They covalently bind to the active site of PBPs inhibiting the transpeptidation.
This halts peptidoglycan synthesis, and the cell dies.
Penicillins and cephalosporins kill bacteria only when they are actively growing and synthesizing cell wall.
The transpeptidation reaction in Staphylococcus aureus that is inhibited by β-lactam antibiotics. The cell wall of gram-positive bacteria is made up of long peptidoglycan polymer chains consisting of the alternating aminohexoses N-acetylglucosamine (G) and N-acetylmuramic acid (M) with pentapeptide side chains linked (in S aureus) by pentaglycine bridges.
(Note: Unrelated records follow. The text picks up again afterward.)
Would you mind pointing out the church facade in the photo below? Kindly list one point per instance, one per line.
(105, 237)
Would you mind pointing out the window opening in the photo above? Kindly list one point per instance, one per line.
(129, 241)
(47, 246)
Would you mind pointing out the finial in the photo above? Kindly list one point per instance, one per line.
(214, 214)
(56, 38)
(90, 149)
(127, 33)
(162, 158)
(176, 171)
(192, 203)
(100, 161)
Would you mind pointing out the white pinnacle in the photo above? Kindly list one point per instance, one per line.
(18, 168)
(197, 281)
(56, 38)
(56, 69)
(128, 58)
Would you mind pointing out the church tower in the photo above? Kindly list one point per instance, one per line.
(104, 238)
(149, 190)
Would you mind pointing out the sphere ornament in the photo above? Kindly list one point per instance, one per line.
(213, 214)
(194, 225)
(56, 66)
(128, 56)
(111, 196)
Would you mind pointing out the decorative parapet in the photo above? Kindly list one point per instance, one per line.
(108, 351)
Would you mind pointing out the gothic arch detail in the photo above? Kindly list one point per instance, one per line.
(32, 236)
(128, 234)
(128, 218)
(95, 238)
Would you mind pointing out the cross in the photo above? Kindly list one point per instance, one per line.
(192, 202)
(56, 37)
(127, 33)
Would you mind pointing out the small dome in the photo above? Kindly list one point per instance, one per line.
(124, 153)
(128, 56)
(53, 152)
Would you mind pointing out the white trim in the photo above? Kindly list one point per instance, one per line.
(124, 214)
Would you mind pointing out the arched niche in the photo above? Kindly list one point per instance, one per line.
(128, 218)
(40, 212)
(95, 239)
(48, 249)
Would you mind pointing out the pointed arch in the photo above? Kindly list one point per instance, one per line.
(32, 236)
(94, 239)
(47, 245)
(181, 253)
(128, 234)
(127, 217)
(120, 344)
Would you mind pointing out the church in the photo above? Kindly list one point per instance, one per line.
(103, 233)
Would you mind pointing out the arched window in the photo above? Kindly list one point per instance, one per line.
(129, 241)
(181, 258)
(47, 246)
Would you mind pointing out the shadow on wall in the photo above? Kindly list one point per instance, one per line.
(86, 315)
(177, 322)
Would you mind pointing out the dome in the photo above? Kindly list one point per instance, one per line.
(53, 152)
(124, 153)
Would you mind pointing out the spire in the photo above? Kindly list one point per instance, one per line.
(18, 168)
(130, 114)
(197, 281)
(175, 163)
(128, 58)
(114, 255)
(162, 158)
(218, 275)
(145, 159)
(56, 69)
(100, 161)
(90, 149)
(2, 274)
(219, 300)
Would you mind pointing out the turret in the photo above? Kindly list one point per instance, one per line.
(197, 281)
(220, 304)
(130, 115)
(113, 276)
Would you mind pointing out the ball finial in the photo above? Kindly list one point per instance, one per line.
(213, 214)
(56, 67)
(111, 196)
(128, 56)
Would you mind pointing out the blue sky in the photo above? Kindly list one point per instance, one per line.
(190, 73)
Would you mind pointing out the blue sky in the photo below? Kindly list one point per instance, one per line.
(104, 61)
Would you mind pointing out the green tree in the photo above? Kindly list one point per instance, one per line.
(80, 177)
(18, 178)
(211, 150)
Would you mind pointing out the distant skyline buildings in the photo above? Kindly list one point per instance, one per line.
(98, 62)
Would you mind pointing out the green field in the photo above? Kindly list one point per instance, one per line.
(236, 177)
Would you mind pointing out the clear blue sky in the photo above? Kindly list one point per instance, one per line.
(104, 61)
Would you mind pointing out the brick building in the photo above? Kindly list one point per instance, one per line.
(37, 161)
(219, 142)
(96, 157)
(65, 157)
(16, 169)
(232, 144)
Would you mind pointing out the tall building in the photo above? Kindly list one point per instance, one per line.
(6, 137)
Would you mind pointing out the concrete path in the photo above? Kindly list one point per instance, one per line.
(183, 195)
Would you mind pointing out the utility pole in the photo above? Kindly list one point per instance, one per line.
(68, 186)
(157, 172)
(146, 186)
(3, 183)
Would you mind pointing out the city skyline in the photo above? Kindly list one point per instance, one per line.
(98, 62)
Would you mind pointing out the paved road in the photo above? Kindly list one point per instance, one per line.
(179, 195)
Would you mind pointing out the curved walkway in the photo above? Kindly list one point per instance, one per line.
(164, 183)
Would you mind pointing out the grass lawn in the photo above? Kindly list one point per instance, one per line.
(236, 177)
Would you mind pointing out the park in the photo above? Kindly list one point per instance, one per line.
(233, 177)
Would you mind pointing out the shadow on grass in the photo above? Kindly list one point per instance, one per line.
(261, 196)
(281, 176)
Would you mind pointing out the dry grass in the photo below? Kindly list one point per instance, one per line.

The exact composition of the side chains varies among species. The diagram illustrates small segments of two such polymer chains and their amino acid side chains. These linear polymers must be cross-linked by transpeptidation of the side chains at the points indicated by the asterisk to achieve the strength necessary for cell viability.
A highly simplified diagram of the cell envelope of a gram-negative bacterium. The outer membrane, a lipid bilayer, is present in gram-negative but not gram-positive organisms. It is penetrated by porins, proteins that form channels providing hydrophilic access to the cytoplasmic membrane. The peptidoglycan layer is unique to bacteria and is much thicker in gram-positive organisms than in gram-negative ones. Together, the outer membrane and the peptidoglycan layer constitute the cell wall. Penicillin-binding proteins (PBPs) are membrane proteins that cross-link peptidoglycan. β-Lactamases, if present, reside in the periplasmic space or on the outer surface of the cytoplasmic membrane, where they may destroy β-lactam antibiotics that penetrate the outer membrane.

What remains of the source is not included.